ACCT5034 Analysis and Visualization of Financial Data
Folio 2 Tableau Desktop and Visualisations for Data Analytics Profile Sem 2, 2020
Introduction
This is the final assessment in this Unit and combines your developing knowledge of Excel and Tableau with new learning about coding for data management, cleaning and visualization in “R”. R is an open source platform and collaborative project with many thousands of contributors from teams and individuals globally. This Folio extends the CIMIC Case to use data visualizations and tables generated through coding in R for benchmarking the performance of CIMIC Group Ltd against statistics data and statistics generated for the global Metals & Mining industry.

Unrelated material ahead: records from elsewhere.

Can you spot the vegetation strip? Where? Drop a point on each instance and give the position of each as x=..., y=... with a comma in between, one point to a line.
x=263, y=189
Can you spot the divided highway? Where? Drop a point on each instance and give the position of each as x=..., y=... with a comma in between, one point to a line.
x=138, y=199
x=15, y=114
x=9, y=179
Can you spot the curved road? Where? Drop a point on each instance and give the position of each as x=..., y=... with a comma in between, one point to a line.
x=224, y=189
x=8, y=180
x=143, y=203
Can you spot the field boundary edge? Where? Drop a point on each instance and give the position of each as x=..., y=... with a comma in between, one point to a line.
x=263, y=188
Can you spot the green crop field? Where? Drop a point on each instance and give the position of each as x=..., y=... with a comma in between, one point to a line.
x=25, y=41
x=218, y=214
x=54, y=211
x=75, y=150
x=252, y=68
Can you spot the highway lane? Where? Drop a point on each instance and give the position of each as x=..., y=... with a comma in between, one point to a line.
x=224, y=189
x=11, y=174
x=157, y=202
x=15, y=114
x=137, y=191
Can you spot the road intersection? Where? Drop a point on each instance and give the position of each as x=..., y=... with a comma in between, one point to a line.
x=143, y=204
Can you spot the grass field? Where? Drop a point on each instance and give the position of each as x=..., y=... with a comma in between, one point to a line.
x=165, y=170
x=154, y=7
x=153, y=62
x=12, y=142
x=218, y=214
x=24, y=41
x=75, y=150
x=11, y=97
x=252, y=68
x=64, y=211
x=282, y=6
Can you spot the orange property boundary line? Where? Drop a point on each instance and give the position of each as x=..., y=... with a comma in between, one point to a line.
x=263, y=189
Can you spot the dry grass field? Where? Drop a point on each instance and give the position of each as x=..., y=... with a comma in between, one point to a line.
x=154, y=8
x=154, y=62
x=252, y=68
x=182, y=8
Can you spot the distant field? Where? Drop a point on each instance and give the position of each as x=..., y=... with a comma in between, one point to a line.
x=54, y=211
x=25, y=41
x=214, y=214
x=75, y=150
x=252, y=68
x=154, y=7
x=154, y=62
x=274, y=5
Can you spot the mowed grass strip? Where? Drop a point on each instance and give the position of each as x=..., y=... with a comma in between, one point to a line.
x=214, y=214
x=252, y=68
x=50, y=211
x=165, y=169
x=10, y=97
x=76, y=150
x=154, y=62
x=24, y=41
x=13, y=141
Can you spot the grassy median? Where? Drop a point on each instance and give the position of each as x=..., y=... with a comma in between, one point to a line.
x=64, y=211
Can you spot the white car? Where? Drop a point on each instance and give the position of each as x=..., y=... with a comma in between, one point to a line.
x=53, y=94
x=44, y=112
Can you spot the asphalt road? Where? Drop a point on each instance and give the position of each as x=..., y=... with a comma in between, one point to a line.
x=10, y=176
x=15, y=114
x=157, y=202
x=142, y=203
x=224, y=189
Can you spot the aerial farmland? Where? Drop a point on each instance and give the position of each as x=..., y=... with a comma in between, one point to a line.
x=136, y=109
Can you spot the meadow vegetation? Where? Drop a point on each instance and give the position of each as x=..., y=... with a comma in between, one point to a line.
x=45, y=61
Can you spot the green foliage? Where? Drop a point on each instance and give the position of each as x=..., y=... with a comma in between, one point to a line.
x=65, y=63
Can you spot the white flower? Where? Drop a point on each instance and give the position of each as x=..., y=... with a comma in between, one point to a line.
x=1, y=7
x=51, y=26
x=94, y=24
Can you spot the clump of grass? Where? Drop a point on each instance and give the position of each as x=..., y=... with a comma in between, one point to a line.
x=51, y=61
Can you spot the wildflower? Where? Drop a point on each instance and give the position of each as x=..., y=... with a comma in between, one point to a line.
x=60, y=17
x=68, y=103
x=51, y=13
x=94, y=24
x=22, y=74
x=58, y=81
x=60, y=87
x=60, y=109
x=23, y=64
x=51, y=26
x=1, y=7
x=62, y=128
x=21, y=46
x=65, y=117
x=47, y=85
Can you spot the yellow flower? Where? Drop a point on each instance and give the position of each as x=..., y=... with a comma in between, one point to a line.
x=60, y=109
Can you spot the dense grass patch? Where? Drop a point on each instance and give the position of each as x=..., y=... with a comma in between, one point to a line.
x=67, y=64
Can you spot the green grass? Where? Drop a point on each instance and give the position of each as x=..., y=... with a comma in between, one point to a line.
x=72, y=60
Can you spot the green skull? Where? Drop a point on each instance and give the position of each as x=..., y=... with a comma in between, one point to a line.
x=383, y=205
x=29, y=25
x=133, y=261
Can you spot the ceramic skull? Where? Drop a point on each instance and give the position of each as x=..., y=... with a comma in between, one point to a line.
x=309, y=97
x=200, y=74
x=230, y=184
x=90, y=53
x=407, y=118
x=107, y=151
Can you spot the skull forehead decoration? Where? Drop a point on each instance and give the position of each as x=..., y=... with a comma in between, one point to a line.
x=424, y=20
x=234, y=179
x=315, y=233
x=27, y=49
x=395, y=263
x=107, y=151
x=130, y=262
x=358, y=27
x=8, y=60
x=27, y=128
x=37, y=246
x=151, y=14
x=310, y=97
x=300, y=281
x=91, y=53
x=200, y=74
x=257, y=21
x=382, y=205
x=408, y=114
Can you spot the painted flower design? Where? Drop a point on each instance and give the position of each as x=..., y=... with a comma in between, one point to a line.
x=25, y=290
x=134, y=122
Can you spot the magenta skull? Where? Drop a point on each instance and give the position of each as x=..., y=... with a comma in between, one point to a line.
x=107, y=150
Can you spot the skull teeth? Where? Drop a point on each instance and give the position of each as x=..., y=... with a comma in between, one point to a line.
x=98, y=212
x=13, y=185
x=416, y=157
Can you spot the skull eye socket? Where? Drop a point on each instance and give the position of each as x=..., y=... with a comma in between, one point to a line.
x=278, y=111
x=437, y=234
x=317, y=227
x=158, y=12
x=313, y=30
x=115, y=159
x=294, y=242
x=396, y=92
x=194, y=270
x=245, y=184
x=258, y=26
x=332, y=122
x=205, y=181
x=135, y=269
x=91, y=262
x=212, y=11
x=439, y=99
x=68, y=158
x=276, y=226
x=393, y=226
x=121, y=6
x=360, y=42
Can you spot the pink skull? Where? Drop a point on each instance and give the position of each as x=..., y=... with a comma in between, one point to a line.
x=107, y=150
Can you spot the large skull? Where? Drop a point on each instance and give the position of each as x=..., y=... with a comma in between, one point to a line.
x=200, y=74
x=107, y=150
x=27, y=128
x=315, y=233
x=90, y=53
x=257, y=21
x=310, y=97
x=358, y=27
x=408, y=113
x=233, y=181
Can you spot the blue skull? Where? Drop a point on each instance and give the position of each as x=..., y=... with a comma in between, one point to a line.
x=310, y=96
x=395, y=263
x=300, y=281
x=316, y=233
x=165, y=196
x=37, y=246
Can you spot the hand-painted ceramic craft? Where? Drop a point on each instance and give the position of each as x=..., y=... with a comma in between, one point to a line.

Prior to commencing Folio 2 your Instructor will have demonstrated best practice project management with R Scripts (files of R Code), Data (source data files like .csv), Plots (output visualisations from packages like ggplot2) and statistical analysis and summary statistics packages in RStudio. You will also have completed your learning with the Instructor’s demonstration of Swirl Courses and RStudio Cloud Primers (a “Primer” is defined as “a beginner class”).
Case – “R” for Roseberry
As the new Graduate Accountants at CIMIC Group Ltd, you and your two closest friends, Zhising and Frank, have a running joke with your line-manager Roseberry Peters, that she has become your IT Guru. The reason? Roseberry has recently been promoted to Strategic Management Accountant after Sherlock Poems, the previous SMA was promoted to Chief Financial Officer. It is part of Roseberry’s new role to run the graduate training sessions on Friday afternoons. The training goes for three hours from 2-5pm followed by drinks and snacks in the Perth office staff room. The title of the past few weeks training is “Coding for Analytics and Statistics with R” and Roseberry has thrown herself into the teaching role with the Grad Accounting team – she seems to love the challenge.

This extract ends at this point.